= Dorothy Meigs Eidlitz =

American photographer and patron of the arts

Dorothy Meigs Eidlitz (1891–1976) was an American photographer, arts patron and women's rights advocate.

== Early life ==
She attended Vassar College, graduating in 1914. In 1915, as a result of a study she had done for the Juvenile Protection Association of Philadelphia, a division specifically for women and girls was established in the Philadelphia court. Eidlitz did graduate work at the University of Pennsylvania and at Columbia University. She became a member of the American Academy of Political Science and the Academy of Political and Social Sciences. She lived in Japan for a time, and was the president of the Kobe Women's Club. While president, she worked to lessen the suicide rate among young girls in Kobe.

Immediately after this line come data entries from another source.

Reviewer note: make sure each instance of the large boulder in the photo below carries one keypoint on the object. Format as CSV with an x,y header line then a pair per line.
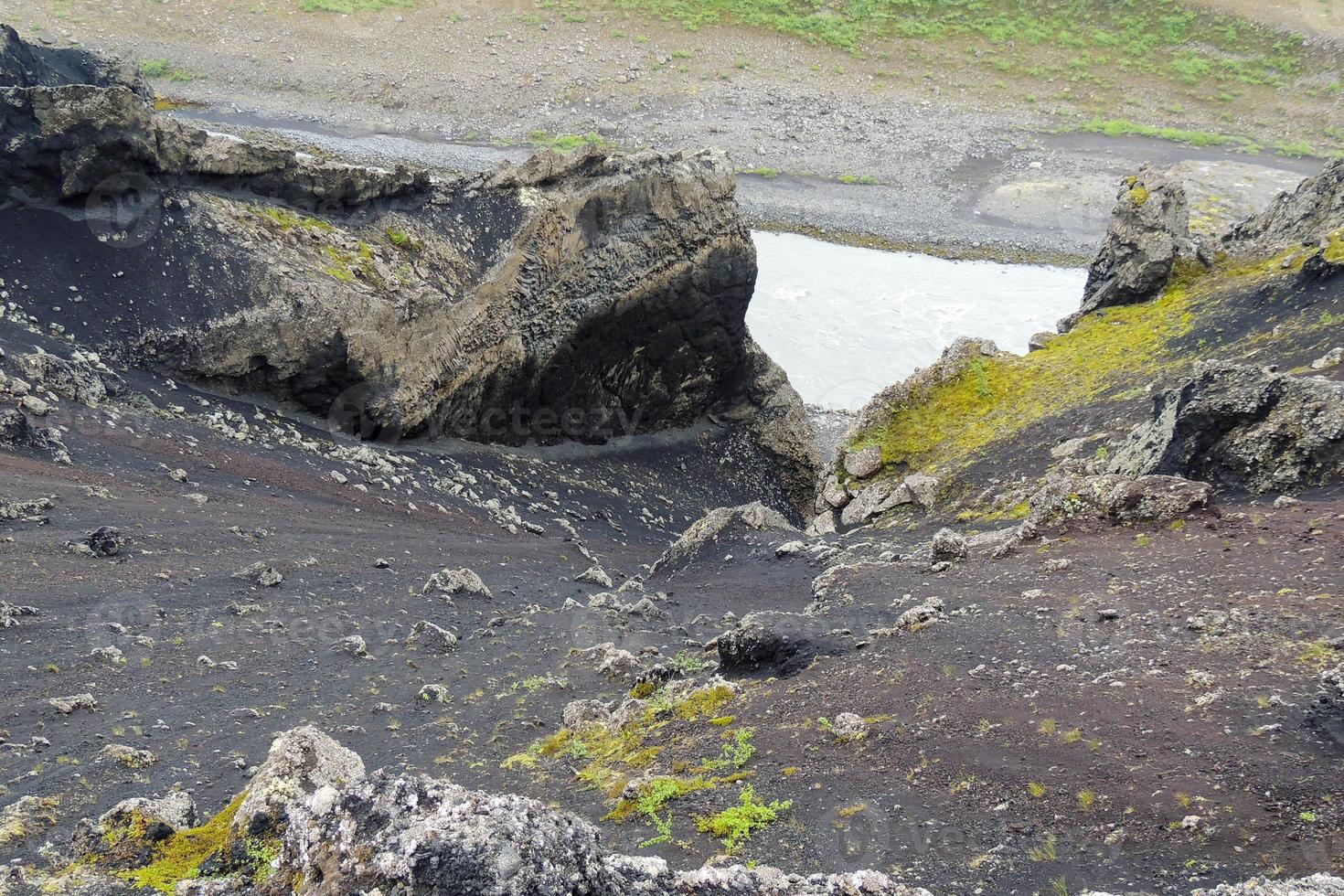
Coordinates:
x,y
1115,498
1148,234
418,836
1243,429
1304,215
300,762
586,295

For over 35 years, she was a summer resident of St. Andrew, New Brunswick. She was married to Ernest Frederick Eidlitz.

Her personal papers are held in the American Heritage Center at the University of Wyoming.

== Photography ==
Eidlitz began her creative career as an amateur photographer, but would go on to exhibit her photographs professionally. In 1960 she was included in the exhibition Photography in the Fine Arts II at the Houston Museum of Fine Arts.

Eidlitz was a fellow of the Royal Photographic Society of Great Britain and the Photographic Society of America. Her work is included in the collection of the National Gallery of Canada and in the Brooklyn Museum.

== Arts patronage ==
Eidlitz founded a center for artists in St. Andrews, New Brunswick named the Sunbury Shores Arts and Nature Centre. The intention of the center was to connect artists with nature in a retreat setting. She was also an art collector. During her life and after her death, she donated works to museum collections, sometimes under the name of her eponymous foundation.

== Personal life ==
Dorothy Meigs was married to Ernest F. Eidlitz (died 1959), a building trade counselor in Riverdale, N.Y. Together they had three daughters.

She died in her home at Winter Park, Florida, on October 26, 1976.